I had a large number of models. Just throw them all in some kind of steker? It didn’t work very well, he retrained, but since the models were groups that were quite strongly correlated, I simply united them into these groups, within each group I averaged and received 5–7 groups of very similar models, from which as features for the next level used averaged values. He taught LightGBM on this, bagal 20 launches with different samples, threw away some meta-features in the same way that Atanas did, and in the end it finally began to work, to give some boost over simple averaging.

Most of all, in the end, I added the API that Andrew found and which contains a similar set of labels. The organizers built models for them initially. Since it was originally different, the participants did not use it, it was impossible to simply compare it with those that we needed to predict. But if it was thrown as meta-features into a well-functioning stacking, it gave a great boost, especially on the TOXIC class, which, apparently, was the most difficult on the leaderboard, and allowed us to jump to several places at the end, literally on the last day .

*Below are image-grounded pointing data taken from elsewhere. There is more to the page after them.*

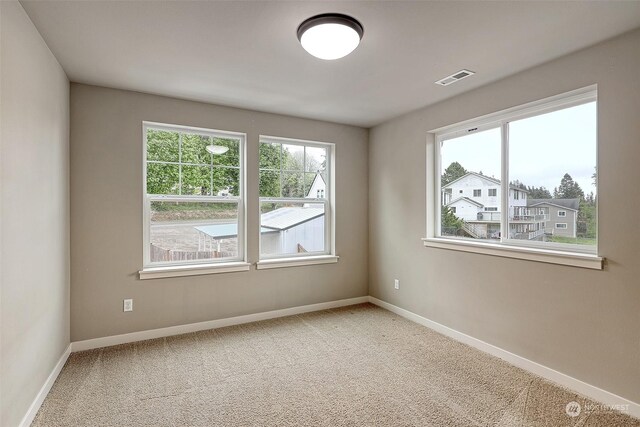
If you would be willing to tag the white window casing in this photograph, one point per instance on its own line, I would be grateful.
(551, 252)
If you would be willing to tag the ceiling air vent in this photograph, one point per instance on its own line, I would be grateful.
(454, 77)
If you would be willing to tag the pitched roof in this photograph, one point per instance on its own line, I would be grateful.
(573, 204)
(223, 231)
(466, 199)
(276, 220)
(488, 178)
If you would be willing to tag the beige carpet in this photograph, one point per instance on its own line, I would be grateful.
(355, 366)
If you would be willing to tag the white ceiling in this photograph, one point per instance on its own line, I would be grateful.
(246, 54)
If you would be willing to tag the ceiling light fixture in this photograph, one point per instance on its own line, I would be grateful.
(330, 35)
(217, 149)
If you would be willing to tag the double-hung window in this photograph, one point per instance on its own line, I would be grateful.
(296, 198)
(538, 155)
(193, 196)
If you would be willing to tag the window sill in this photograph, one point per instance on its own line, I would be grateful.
(574, 259)
(296, 261)
(192, 270)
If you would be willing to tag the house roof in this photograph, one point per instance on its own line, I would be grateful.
(223, 231)
(276, 220)
(488, 178)
(466, 199)
(573, 204)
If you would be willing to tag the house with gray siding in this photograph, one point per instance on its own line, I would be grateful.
(561, 214)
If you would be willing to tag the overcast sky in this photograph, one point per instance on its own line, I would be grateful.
(541, 149)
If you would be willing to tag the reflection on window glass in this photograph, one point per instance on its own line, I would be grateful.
(470, 186)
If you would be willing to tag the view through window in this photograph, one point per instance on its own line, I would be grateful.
(294, 198)
(193, 200)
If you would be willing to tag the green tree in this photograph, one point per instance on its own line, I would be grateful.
(200, 172)
(568, 189)
(452, 172)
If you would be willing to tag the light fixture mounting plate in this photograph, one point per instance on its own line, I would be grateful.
(330, 18)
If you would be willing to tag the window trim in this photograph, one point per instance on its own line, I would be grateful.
(557, 253)
(328, 201)
(193, 267)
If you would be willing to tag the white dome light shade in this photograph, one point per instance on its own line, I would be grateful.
(330, 36)
(217, 149)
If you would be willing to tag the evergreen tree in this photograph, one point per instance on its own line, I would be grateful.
(568, 189)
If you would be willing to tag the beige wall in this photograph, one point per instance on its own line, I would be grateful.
(581, 322)
(106, 218)
(34, 210)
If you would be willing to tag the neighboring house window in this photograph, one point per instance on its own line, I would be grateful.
(296, 197)
(514, 142)
(193, 195)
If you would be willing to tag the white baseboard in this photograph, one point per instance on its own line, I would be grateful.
(211, 324)
(37, 402)
(564, 380)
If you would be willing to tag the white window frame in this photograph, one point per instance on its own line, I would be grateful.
(318, 257)
(152, 270)
(557, 253)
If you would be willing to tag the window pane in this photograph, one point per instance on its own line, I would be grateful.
(196, 180)
(292, 157)
(552, 168)
(315, 159)
(194, 149)
(470, 169)
(269, 184)
(291, 228)
(270, 155)
(292, 183)
(162, 145)
(185, 231)
(162, 179)
(231, 157)
(226, 181)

Since we found out that stacking and API work so well for us, before the final submission we doubted how well it would transfer to private. It worked very suspiciously well, so we chose two submissions by the following principle: one is a blend of models without an API that was obtained before, plus stacking with metafics from the API. It turned out 0.9880 in public and 0.9874 in private. Here I have confused the mark.

And the second is a blend of models without an API, without using stacking and without using LightGBM, since there were fears that this is some kind of small retraining for public, and we can go a long way with this. It didn’t go off, and in the end we got the tenth position with a score of 0.9876 to private. Everything.